Chungking, the second city of vast Szechuen province, is a riverine port with a great future as a railway, boat, trading and manufacturing center; a future Pittsburgh, perhaps. It is built on a rocky peninsula just like Macao, the Yangtze and Kialing Rivers forming two sides, and a wall the third side of a triangle. From the hills outside the wall, the graves of the ages look down on the busy scene, as the carriers set out on the long stone road toward the capital, Chingtu. Chungking is famous for its water-gates, overhanging buildings propped over the rock with long poles. Some of its streets are exceptionally clean, wide and well paved. It is called the “piled-up” city, like the lower part of rocky Hongkong, the roof of one row of buildings being part of the street of the tier of buildings above. There is a great parade ground, and a military school by the land wall. The city is a center for fitting up expeditions which are bound for the prosperous capital in the north, the rich hilly south, or the wild west. Drugs, vegetable and mineral oils, water-proof paper, salt, coal, furs, iron, tea, lanterns, cement, agricultural products including sugar, bamboo, silk in particular, boat builders’ and chandlers’ supplies, placer and quartz gold, are all specialties of the district. Fine pagodas, with beautiful, up-curling galleries, overlook the river, and there are excellent “Li Pais” or mission compounds, and modern educational institutions. There are fine guilds, as one could expect of the Hupeh and Hunan province merchants, and the Ho Gai Monastery reveals a delightful touch of the old times. Beautiful pailoo arches span the roads. The Guild of Benevolence is famous for its extremely beautiful pavilions and terraces. As at all the riverine ports of the Yangtze, the great flights of wet stone stairs are characteristic. Chungking was once the second worst opium hell in the kingdom, but the people awoke to their danger in a wonderfully surprising way, and in the years from 1908–11 largely threw off the curse.

In Chungking the rebels of 1911 recruited many of their first patriots, and the first attacks were planned from here. The people are an earnest-looking set, yet the place for centuries, like its great winter mists which float down from Tibet, was the center of sorcery, superstition, fortune-telling and folk-lore. It was just the place to raise soothsayers, poets and astrologers.
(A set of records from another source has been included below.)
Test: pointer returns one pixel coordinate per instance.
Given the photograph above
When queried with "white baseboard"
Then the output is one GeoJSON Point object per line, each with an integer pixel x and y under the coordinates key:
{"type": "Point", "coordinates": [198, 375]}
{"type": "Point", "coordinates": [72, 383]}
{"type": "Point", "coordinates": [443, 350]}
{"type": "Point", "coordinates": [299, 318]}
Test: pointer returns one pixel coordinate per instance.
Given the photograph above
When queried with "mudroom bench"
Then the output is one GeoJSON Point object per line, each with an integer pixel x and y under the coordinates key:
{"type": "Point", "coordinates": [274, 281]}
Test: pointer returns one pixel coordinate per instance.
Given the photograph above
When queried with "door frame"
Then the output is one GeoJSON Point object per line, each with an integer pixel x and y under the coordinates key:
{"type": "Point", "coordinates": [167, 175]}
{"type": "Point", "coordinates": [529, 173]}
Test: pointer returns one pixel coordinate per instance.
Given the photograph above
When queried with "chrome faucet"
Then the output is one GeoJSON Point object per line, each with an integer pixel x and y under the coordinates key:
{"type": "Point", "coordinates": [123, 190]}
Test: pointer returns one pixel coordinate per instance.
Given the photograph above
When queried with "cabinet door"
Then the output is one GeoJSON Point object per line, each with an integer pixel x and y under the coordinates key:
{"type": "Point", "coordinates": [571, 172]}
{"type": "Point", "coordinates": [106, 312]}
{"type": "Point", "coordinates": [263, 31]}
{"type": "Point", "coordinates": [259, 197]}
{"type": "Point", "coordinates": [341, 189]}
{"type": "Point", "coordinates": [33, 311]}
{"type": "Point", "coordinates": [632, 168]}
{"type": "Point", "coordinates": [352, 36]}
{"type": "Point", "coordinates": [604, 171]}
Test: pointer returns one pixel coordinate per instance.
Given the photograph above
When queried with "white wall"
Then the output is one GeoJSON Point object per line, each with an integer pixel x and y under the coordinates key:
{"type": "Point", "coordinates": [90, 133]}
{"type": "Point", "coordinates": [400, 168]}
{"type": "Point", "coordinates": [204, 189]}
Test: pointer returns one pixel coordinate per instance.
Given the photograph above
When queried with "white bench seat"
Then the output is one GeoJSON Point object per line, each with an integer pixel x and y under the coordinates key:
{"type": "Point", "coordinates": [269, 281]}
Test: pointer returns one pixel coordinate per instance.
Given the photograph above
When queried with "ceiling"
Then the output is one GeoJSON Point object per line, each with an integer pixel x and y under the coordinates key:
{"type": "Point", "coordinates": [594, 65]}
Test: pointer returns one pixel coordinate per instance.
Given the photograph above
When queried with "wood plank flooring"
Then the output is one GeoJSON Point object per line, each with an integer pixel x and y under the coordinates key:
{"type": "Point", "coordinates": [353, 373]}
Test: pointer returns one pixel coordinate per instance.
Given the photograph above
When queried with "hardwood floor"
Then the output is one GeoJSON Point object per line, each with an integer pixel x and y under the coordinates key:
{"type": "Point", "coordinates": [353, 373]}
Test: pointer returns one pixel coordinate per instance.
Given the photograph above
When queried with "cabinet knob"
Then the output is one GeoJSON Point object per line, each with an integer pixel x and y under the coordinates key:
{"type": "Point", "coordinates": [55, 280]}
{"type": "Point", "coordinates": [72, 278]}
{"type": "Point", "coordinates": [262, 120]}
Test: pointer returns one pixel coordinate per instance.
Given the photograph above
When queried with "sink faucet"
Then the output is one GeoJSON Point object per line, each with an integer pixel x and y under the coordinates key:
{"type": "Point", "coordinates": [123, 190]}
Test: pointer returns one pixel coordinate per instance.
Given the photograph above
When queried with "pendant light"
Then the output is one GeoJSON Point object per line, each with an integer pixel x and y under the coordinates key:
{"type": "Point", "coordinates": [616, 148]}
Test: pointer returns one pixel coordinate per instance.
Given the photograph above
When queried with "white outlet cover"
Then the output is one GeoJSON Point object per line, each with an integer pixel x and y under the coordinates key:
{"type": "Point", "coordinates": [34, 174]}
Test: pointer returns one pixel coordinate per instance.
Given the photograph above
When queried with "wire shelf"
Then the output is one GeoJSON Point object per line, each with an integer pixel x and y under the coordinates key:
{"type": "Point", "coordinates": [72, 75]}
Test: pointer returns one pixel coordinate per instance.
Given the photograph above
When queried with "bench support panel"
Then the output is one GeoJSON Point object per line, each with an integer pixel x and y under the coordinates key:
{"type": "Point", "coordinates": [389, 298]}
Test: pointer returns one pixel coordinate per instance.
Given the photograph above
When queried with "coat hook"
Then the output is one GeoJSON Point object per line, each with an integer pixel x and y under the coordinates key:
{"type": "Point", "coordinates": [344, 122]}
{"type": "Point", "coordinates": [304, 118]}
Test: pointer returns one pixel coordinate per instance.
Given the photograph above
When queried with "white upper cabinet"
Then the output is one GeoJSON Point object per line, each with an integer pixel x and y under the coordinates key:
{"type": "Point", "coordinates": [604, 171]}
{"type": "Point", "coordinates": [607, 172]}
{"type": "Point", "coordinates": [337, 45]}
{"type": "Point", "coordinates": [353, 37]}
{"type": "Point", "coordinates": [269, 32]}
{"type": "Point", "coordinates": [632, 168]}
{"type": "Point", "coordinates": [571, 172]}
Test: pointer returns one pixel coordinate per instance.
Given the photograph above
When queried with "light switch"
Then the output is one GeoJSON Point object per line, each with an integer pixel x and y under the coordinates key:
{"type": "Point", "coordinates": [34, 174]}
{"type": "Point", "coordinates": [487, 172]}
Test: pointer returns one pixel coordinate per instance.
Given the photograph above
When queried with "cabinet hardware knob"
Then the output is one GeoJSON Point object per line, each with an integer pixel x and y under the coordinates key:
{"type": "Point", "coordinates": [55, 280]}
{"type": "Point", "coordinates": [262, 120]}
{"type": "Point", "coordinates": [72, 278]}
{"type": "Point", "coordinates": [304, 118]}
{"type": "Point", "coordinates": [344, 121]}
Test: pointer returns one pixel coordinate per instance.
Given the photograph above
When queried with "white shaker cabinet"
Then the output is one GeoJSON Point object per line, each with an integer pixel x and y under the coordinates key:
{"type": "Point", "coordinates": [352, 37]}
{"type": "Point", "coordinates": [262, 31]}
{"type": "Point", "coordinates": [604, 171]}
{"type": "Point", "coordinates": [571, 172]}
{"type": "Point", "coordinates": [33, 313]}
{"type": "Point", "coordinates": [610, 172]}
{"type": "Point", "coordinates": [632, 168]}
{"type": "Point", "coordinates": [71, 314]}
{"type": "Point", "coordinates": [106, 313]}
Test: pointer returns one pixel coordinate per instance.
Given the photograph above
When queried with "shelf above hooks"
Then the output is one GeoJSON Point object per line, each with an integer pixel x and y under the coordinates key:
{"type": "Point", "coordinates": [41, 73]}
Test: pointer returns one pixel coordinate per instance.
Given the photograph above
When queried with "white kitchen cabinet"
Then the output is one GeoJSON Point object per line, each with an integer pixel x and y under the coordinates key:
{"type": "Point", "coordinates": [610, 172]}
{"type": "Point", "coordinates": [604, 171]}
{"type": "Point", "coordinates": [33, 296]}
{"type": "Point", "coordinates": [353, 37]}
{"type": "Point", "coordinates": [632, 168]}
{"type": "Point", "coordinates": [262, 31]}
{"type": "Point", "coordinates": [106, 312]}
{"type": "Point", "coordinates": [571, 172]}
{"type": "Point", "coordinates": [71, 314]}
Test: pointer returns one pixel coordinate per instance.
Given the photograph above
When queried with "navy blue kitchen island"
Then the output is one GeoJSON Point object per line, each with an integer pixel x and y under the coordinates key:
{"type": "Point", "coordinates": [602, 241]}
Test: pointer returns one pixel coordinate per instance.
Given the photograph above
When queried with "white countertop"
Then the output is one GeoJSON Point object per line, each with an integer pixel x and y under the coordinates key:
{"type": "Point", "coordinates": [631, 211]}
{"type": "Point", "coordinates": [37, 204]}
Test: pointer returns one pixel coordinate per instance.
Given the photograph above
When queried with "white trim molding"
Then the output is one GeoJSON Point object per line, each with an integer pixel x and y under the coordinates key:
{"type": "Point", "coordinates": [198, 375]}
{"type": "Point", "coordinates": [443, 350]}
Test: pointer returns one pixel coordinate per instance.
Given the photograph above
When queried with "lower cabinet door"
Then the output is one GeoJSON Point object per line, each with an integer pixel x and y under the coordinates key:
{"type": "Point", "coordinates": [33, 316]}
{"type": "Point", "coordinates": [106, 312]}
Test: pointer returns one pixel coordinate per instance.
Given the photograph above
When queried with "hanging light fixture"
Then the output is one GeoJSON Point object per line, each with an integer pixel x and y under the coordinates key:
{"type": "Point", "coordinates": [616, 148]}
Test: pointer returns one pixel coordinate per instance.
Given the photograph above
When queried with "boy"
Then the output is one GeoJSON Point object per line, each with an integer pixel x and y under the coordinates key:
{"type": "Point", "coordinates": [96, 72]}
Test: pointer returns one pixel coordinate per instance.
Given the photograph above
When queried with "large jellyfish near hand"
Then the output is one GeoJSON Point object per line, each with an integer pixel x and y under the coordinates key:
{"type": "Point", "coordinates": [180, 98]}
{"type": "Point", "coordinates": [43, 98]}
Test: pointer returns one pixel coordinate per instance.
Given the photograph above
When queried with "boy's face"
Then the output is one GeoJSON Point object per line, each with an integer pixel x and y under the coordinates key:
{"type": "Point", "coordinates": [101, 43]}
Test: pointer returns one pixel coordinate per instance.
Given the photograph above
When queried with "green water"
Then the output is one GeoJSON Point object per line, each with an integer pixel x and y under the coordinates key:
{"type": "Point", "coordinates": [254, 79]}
The only man who had a stronger wand like Aaron’s which swallowed up all the rest, was the American or British medical missionary, who by 1910 grew to be heartily beloved, so much so that every foreigner was welcomed by rich and poor, and implored to “come in here, see my art treasures, and (incidentally!) before you go won’t you please heal my child, my beloved and my old parent?” It was enough to make every traveler swear that if he returned home safely he would at once study medicine and come back to China as a physician of the body first, and the soul and economic state afterward. The boat people of the port are famous for their courage and skill, and the mountain coolies are noted for their endurance. Much of the blood of the race is from Hupeh, which means a strong strain of “China for the Chinese”. The city is surrounded with hills and ranges, and there are many mountain health resorts used by natives and foreigners, which are exceedingly welcome in the moist hot summer. There is the Golden Buddha range to the south, with its fine temples and many aborigine dwellers. Ho Ih Shan Mountain is to the north. The Gong Gorge is a scenic spot of great beauty. The British have a palatial consulate at Chungking, with a bungalow adjunct in the hills so as to afford escape from the terrific summer. This is the policy that the Hongkong Bank long ago instituted in China; mess quarters over the bank for winter occupancy, and airy bungalow quarters on Hongkong peak for summer occupancy. There are many Mohammedans in Chungking, and four of the industries which they control are bakeries, butcher shops, inns and common carrying.